Gere's sure got happy feet these days. First, the guy dropped jaws when he actually tap danced his way through the Oscar-winning Chicago. Now, there's Shall We Dance?. What's next? Gene Kelly's part in Singin' in the Rain? In all fairness, Gere plays John as an ordinary but charming middle-aged man who also just happens to have an affinity for ballroom dancing. It isn't in any way a stretch for the charismatic actor, but he does have an uncanny ability to draw you in once he glides across the floor and flashes that sexy smile. As John's patient wife, Sarandon doesn't go out on a limb either, exuding her usual warm intelligence. As a married couple, Gere and Sarandon do an excellent job keeping things refreshingly grounded.
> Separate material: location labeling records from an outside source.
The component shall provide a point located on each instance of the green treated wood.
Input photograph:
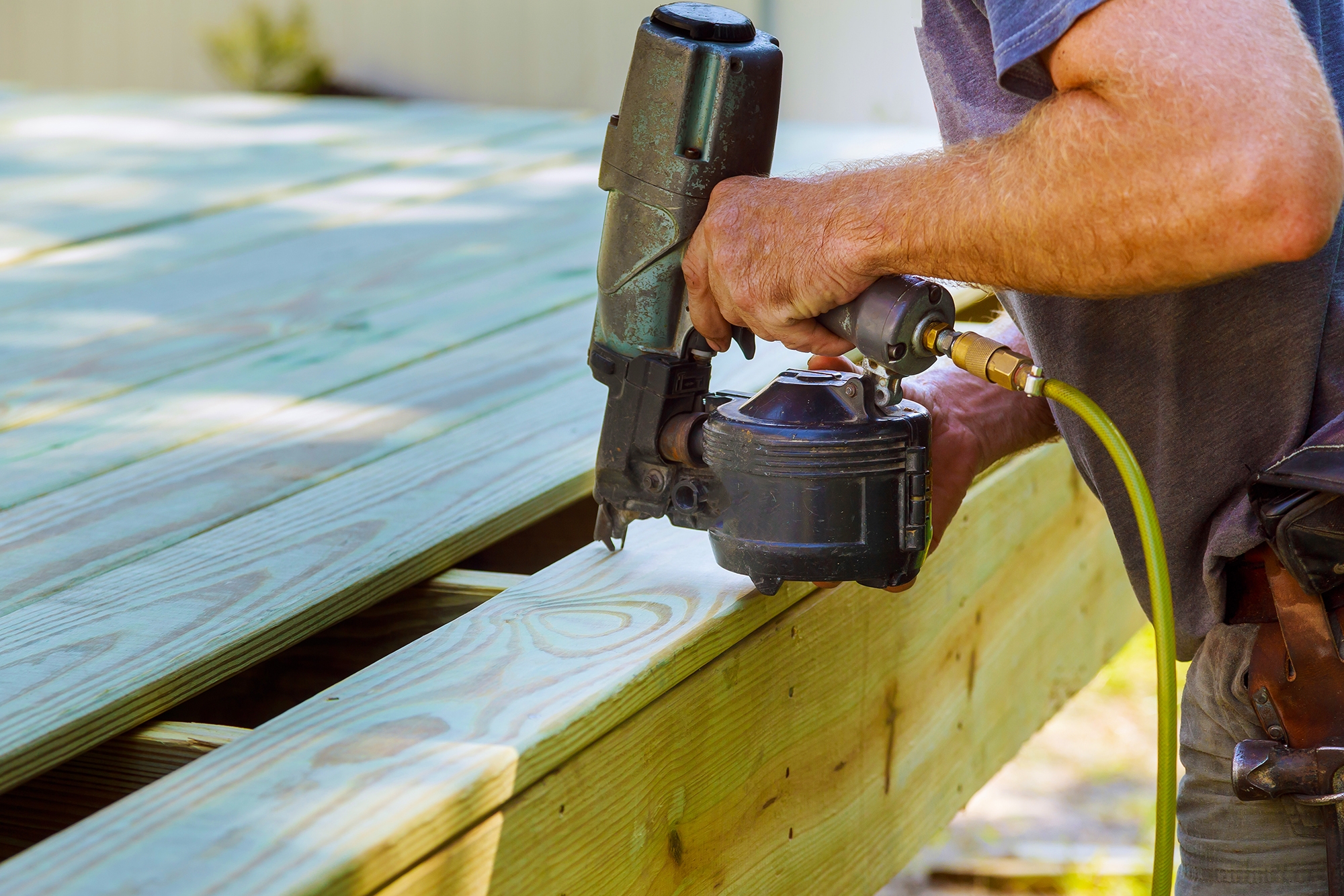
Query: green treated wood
(101, 343)
(159, 417)
(75, 170)
(138, 510)
(342, 796)
(103, 656)
(822, 752)
(131, 257)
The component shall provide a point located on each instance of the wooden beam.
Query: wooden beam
(822, 752)
(403, 758)
(95, 780)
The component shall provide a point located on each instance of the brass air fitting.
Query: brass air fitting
(984, 358)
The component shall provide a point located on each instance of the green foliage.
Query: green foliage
(263, 53)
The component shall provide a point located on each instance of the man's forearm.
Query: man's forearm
(1105, 190)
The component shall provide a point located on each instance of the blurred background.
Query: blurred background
(849, 61)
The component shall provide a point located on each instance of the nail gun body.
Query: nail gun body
(819, 476)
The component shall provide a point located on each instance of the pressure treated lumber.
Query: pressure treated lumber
(421, 745)
(822, 752)
(315, 664)
(104, 656)
(73, 170)
(157, 252)
(424, 745)
(240, 390)
(101, 777)
(100, 343)
(91, 527)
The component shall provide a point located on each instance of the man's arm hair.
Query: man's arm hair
(1187, 143)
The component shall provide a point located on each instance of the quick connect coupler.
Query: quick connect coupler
(984, 358)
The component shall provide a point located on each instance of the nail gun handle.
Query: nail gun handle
(885, 320)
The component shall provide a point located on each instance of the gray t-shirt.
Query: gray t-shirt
(1208, 385)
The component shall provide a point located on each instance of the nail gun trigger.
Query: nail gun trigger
(747, 342)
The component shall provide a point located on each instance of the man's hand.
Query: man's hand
(1187, 143)
(975, 424)
(773, 255)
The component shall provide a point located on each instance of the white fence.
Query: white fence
(845, 60)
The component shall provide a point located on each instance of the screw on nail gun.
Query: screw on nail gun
(819, 478)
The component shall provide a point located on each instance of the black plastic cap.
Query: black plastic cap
(706, 22)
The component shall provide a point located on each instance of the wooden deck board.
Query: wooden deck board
(110, 654)
(342, 796)
(80, 167)
(96, 345)
(251, 389)
(822, 752)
It's a marriage you immediately recognize--they've been together for so many years they've developed a loving familiarity, but are trying to find ways keep it exciting. The supporting cast also do a great job livening up the proceedings, including Lisa Ann Walter (Bruce Almighty) as the been-around-the-block ballroom dancer Bobbie and Stanley Tucci, whose turn as Link, a lawyer by day/salsa dancer by night, is hilarious. Of course, the one you really want to watch dance is Jennifer Lopez, who sure does know how to sashay her way around her partners. Unfortunately, when not dancing, the rest of Lopez's performance is fairly stiff. Her sad sack story about some tragic past and losing her desire to dance competitively is just plain dull.
Once again, Hollywood has no time to think of anything original, simply remaking other classics--in this case, the smash Japanese hit Shall We Dance? (Dansu Wo Shimasho Ka), written and directed by Masayuki Suo. Instead of concentrating on the Japanese culture and their taboos against the public intimacy of dance, writer Audrey Wells (Under the Tuscan Sun) and director Peter Chelsom (Serendipity) find a way to give the story a good all-American spin, concentrating on marital malaise and finding a way out of a personal abyss. That's all fine and dandy and gives the film a unique perspective; the problem is the subject matter: ballroom dancing. There have only been a handful of movies about that art form that have worked--the Japanese original just mentioned and Baz Luhrmann's Strictly Ballroom are two good examples. Maybe it's nice to go back to that old-fashioned age when Lawrence Welk's orchestra and dance partners brought the family together. But in this electrifying, hip-hop age of MTV--with the writhing and the shimmying of nearly naked bodies on the primetime small screen--ballroom dancing seems a little, er, outdated.
Despite a uplifting look at a marriage in trouble, sparked by winning performances from Richard Gere and Susan Sarandon, Shall We Dance? never seems to rise above its syrupy premise and ballroom antics.